A follow-up to our client alert “The Transition from LIBOR and the Syndicated Loan Market’s Initial Reaction” dated September 12, 2017:
An increasingly common approach in the syndicated leveraged loan market to address the LIBOR issue is for the Borrower and Administrative Agent to set the rate giving due consideration to the then prevailing market convention for determining rates of interest, with a negative consent right for the lenders if the requisite lenders object. There has been some pushback recently in the TLB market from CLO’s who want to add language making it clear that any LIBOR amendments will in no event include a reduction of the applicable rate.
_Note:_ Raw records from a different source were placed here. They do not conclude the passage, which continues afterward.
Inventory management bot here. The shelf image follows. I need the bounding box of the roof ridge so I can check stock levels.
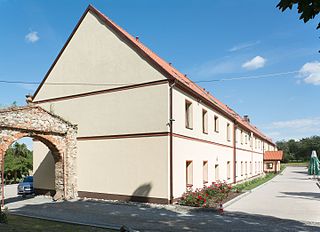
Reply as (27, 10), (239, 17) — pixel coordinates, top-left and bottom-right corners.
(88, 5), (274, 144)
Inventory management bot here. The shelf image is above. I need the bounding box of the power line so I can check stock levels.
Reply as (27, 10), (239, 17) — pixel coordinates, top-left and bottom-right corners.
(0, 70), (299, 86)
(194, 70), (299, 83)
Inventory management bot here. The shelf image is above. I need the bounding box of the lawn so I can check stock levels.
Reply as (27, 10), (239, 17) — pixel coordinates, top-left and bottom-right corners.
(0, 214), (114, 232)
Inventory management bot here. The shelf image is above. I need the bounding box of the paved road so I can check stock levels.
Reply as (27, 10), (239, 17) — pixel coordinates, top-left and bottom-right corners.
(6, 169), (320, 232)
(226, 167), (320, 222)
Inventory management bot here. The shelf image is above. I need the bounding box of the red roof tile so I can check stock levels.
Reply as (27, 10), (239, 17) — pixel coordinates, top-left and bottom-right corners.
(263, 151), (283, 160)
(34, 5), (274, 145)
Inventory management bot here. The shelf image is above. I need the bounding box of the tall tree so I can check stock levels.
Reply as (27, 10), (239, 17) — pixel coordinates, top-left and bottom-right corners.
(277, 0), (320, 29)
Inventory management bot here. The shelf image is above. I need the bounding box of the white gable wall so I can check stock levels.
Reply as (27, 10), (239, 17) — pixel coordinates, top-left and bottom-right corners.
(34, 11), (166, 101)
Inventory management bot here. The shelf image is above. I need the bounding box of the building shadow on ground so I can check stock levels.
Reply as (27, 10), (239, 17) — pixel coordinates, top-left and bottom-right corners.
(278, 192), (320, 201)
(6, 200), (320, 232)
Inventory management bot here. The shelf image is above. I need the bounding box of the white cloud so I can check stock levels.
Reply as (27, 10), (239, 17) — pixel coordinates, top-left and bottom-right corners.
(271, 117), (320, 129)
(228, 40), (260, 52)
(299, 61), (320, 85)
(242, 56), (266, 70)
(25, 31), (40, 43)
(264, 117), (320, 141)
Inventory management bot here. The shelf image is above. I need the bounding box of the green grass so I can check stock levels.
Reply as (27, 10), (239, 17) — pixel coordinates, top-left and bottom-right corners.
(0, 214), (113, 232)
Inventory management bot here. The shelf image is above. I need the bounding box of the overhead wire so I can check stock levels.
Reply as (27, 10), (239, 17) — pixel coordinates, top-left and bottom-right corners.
(0, 70), (299, 86)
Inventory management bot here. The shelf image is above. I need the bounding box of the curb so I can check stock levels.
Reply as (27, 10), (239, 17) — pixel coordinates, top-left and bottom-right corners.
(223, 170), (284, 209)
(9, 213), (131, 231)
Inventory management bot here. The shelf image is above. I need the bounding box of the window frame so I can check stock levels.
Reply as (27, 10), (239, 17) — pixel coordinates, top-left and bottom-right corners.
(184, 100), (193, 130)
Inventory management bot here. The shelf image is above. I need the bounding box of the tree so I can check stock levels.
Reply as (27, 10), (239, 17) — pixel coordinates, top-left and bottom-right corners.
(277, 0), (320, 29)
(4, 143), (32, 183)
(277, 136), (320, 162)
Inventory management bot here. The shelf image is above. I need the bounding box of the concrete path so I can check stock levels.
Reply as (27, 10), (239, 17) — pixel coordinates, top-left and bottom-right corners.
(226, 167), (320, 222)
(6, 169), (320, 232)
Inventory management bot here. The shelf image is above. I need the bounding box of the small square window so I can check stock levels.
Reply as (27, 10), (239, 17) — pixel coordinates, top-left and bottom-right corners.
(214, 116), (219, 132)
(186, 161), (193, 187)
(202, 109), (208, 134)
(202, 161), (208, 184)
(185, 101), (193, 129)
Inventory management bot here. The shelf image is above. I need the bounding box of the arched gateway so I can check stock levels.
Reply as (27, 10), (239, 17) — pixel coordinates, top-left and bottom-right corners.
(0, 106), (78, 199)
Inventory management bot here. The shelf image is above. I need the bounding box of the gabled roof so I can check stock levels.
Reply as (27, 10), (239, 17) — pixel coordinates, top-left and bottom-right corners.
(33, 5), (274, 145)
(263, 151), (283, 160)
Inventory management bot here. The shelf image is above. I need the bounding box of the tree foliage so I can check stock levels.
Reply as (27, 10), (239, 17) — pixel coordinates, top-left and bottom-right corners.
(4, 142), (32, 183)
(277, 0), (320, 29)
(277, 136), (320, 162)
The education and fallback process is proceeding at a steady clip as well. For example, the Alternative Reference Rates Committee (“ARRC”) is studying streamlined replacement mechanisms for loan documentation and holding a roundtable at the Federal Reserve of New York on November 2, 2017 that is open to the public.
Leveraged Lending Regulatory Guidelines Update:
On October 19, 2017, the U.S. Government Accountability Office (“GAO”), the investigative arm of Congress, issued an opinion that the Leveraged Lending Guidance (“LLG”), created by the OCC, the Federal Reserve Board and the FDIC in 2013, is not “guidance” but rather a “rule” which should have been submitted to Congress for review per the Congressional Rule Act of 1996.
While it is unclear what the full implications of the GAO opinion will be, it now appears more likely that the regulatory burden on banks for leveraged lending will decrease. Next, the GAO will meet with the Senate Parliamentarian to come to a final ruling, which will begin the process of having the LLG submitted to Congress for approval. Congress will have the ability to change or reject rules within the LLG.